Ease the Holiday Stress of Family Meals

Will you be visiting your family for the holidays? Do you have any concerns that you’ll fall back into old, familiar eating patterns that work against you and sabotage your health?

Most people say their stress climbs during the holidays, and weight gain is one of the stresses. The food and alcohol that are everywhere during the holidays can too easily become part of the coping strategies used for dealing with the other stresses: long lines, crowds, expenses, family conflicts, and so on.

What did food patterns look like in your early family years? Family patterns may affect your eating behaviors during your family visits this holiday season and add to your stress.

In many families, eating is part of the family dynamic, but in some families it’s the major part. Overeating is accepted, expected and encouraged – and overweight is simply ignored.

In other families, food involves power games and control issues:

  • who can get whom to eat what (and how much)
  • who can get whom to gain weight during the visit
  • who pushes others to eat dessert just to feel better about eating it her- or himself.

Sometimes one family member is the “food pusher”; sometimes there’s group pressure.

All of this is rather crazy stuff, but it can affect us. And some folks appear to have few defenses against these behaviors. Here are a few strategies to help.

One-Meal Strategies

If you’re visiting for only one meal, eat healthful foods before you go. It will be easier to turn down unhealthful items if you’re not starving, or even not very hungry.

Even better, eat protein before you go. That will stabilize your brain chemistry so you can avoid temptations and stay in control with ease.

Work out before you go. It’s a reminder of who you are now, and another way to stay on track. Why undo the benefits of your workout by overeating unhealthful foods?

Bring a healthy dish with you – even if you’re not asked. Heck, ESPECIALLY if you’re not asked. Take food you’d feel good about making a focus of your meal, and bring plenty for everyone.

Organize a group walk after the meal, even if there’s initial resistance. The walk will help you, and turning it into a family event will make it social. It needn’t involve every family member.

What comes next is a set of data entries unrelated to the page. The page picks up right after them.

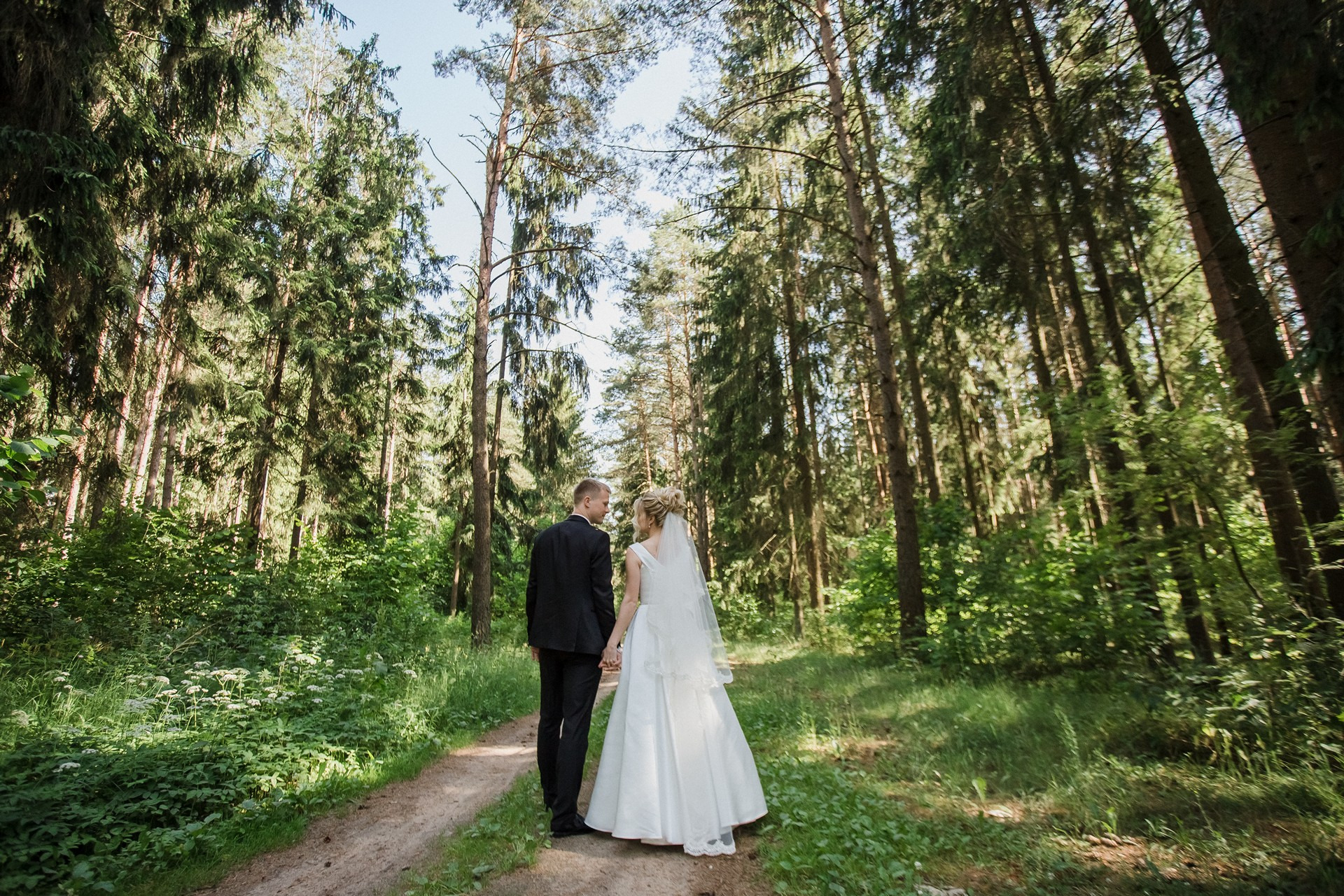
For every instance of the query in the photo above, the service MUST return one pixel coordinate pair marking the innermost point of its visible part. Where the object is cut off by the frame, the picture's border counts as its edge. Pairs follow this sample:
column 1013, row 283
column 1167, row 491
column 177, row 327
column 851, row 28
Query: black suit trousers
column 569, row 688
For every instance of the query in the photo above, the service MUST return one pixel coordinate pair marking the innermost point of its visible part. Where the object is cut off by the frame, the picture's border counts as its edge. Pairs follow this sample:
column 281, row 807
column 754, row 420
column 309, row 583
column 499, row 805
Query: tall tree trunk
column 305, row 465
column 156, row 453
column 387, row 456
column 166, row 348
column 699, row 495
column 1270, row 473
column 881, row 469
column 128, row 362
column 81, row 447
column 794, row 592
column 1273, row 73
column 901, row 305
column 498, row 430
column 909, row 570
column 968, row 469
column 457, row 558
column 797, row 396
column 1206, row 200
column 1113, row 456
column 258, row 480
column 171, row 458
column 482, row 498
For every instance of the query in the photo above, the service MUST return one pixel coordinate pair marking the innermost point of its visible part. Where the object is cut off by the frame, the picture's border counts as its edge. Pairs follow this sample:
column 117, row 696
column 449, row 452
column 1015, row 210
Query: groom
column 570, row 615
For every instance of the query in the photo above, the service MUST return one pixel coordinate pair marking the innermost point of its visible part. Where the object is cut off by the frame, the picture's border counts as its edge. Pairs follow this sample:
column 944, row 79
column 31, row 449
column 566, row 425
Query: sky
column 440, row 109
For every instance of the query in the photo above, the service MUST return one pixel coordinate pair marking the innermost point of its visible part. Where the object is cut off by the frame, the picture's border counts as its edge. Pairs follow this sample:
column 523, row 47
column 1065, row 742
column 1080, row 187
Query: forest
column 996, row 344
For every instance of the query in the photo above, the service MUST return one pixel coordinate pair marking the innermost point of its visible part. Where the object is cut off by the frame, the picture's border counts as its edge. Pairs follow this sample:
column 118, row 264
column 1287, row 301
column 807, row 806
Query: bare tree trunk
column 873, row 442
column 967, row 466
column 305, row 464
column 1294, row 191
column 1272, row 477
column 164, row 352
column 897, row 269
column 81, row 447
column 166, row 500
column 1226, row 251
column 155, row 460
column 1113, row 456
column 797, row 398
column 909, row 566
column 699, row 496
column 128, row 362
column 794, row 592
column 387, row 456
column 482, row 498
column 258, row 481
column 457, row 558
column 178, row 448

When you return, it will be easier to make wise decisions about further eating.

Extended-Stay Strategies

If you’re visiting for a few days, take healthful foods with you and eat them as snacks or part of your meals during the visit.

Take along some reminders of your present life. Stay connected in a few ways to your present life to remind yourself that you’re no longer the child who grew up in that toxic food environment.

If you’re asked to help with meal preparation, use that perfect opportunity to make something healthy and delicious for everybody.

Find ways to work out while you’re there. Even a 10-minute workout can help if you do intense intervals.

Follow the other suggestions above, as well.

Does this mean you can’t indulge at all for the holidays? Obviously not, but be in control. If you do indulge, be sure you have decided when to do so, what you’ll eat, and how much. Have a plan – and follow it – for getting back on track, preferably right after your indulgence.